In his book The Challenge of Jerusalem, Eldad refers to what he calls the “schizophrenia” at the heart of Judaism. At its core there are two irreconcilable concepts: one liberationist and redemptive, the other utopian and emancipatory. Behind the redemptive idea are those who believe they have a moral and historical right to the land. Those in the grip of the emancipatory concept hold that church and state must be kept apart and that Israel needs to normalize relations with its neighbours. On the extremes of the redemptive side are Jews who will not be satisfied until Israel is 100-percent Arabrein, a term some settlers borrow from the Nazis’ declared wish to make Germany Judenrein (free of Jews). On the extremes of the emancipatory side are those who would happily include the Palestinians in a bi-national state, even though far higher Arab birth rates would rule against Israel retaining its Jewish identity for long.
Most Israelis live, think, and work between these extremes.

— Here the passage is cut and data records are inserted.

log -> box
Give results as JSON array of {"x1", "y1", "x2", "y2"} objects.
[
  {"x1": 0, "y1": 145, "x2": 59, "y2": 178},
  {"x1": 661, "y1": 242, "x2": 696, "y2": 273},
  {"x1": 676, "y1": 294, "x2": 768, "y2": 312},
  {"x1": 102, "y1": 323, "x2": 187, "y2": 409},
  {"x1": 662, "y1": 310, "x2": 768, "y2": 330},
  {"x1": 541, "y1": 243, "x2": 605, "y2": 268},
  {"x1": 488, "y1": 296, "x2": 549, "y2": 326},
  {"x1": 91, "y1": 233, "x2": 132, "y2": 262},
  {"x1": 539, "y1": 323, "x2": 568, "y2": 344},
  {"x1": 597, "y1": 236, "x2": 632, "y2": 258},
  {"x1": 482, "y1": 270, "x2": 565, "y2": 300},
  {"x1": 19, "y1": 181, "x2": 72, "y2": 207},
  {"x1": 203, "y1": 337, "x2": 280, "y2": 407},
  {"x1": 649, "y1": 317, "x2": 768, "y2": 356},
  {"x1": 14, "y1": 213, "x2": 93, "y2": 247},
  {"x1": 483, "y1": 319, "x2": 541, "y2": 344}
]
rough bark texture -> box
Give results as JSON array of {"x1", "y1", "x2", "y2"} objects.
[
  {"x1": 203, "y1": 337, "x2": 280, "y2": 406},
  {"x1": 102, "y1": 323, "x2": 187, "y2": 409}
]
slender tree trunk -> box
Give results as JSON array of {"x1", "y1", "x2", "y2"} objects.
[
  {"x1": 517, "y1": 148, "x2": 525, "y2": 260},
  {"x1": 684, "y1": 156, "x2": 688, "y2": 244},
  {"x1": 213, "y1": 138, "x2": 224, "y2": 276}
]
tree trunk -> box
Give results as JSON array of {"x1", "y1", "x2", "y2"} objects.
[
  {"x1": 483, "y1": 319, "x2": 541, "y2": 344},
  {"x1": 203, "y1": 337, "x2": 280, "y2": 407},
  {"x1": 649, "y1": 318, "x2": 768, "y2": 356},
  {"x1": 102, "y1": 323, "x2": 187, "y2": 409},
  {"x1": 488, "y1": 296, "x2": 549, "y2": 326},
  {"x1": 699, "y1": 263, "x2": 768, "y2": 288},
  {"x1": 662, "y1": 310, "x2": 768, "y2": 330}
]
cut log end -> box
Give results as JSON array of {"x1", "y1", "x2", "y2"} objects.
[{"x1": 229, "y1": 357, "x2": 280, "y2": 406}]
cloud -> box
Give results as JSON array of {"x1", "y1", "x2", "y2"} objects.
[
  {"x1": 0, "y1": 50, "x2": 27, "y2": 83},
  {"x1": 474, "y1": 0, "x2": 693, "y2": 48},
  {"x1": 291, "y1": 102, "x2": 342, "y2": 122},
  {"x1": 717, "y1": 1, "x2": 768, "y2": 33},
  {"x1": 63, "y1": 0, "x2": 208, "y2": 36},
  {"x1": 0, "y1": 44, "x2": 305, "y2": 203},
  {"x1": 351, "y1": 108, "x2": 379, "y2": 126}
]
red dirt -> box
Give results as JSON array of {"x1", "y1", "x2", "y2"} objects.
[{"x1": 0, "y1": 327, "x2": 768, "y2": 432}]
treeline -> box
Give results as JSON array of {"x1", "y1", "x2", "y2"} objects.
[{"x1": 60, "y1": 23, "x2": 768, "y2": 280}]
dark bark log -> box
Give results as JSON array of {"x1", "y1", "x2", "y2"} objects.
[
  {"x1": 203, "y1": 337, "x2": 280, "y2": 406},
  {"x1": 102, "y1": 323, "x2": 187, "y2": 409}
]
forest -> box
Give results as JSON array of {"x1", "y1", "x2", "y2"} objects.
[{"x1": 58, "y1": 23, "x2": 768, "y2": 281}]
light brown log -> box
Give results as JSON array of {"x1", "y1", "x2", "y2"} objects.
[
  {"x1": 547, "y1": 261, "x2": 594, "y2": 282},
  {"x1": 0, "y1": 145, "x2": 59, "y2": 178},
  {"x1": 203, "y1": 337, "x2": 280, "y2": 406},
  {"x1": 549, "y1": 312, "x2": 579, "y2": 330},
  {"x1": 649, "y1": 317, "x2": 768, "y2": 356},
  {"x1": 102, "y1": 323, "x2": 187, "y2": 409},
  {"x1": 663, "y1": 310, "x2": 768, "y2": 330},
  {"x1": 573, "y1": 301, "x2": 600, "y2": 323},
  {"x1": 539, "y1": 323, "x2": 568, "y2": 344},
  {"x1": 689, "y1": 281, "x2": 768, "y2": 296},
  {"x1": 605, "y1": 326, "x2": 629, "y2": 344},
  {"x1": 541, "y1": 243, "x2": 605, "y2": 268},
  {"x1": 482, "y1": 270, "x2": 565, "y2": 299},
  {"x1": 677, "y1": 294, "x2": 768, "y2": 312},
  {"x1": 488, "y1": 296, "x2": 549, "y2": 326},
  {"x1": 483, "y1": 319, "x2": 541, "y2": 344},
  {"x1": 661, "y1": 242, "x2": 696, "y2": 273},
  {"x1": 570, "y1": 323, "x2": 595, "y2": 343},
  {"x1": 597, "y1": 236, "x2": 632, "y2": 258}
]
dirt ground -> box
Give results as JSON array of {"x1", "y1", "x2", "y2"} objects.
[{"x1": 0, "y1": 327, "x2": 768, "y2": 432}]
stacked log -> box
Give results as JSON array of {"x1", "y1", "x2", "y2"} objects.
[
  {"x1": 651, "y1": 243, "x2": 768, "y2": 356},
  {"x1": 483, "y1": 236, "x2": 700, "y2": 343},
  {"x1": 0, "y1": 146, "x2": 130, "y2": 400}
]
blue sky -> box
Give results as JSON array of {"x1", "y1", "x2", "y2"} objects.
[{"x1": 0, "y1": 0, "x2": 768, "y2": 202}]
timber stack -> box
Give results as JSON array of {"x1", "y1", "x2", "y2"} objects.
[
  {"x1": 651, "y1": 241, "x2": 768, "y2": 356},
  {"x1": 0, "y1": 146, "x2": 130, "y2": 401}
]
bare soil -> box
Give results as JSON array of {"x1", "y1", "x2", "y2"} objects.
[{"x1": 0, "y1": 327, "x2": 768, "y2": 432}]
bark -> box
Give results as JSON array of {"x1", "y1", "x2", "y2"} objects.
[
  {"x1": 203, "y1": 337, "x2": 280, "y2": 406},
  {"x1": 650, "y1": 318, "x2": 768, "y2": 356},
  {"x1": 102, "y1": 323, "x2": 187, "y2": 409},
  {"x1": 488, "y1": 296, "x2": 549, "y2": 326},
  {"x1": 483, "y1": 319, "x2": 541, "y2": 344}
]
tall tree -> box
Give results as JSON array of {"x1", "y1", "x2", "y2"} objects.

For better or worse they are committed to “managing the conflict,” both the external struggle with the Palestinians, and the one forever raging within their own souls. It struck me that this tug-of-war goes a long way toward explaining one of the great vexations an outsider often comes across in Israel. When Israelis are asked to consider a blatant civil-rights violation committed by their own army, they often lapse into a kind of mental ping-pong that bespeaks the schizophrenia Eldad has written about. Needless to say, the result is ambivalent judgment, which is effectively no judgment at all. Clear, distinct arguments are, in the main, limited to those Israelis willing to consider positions at the extremes.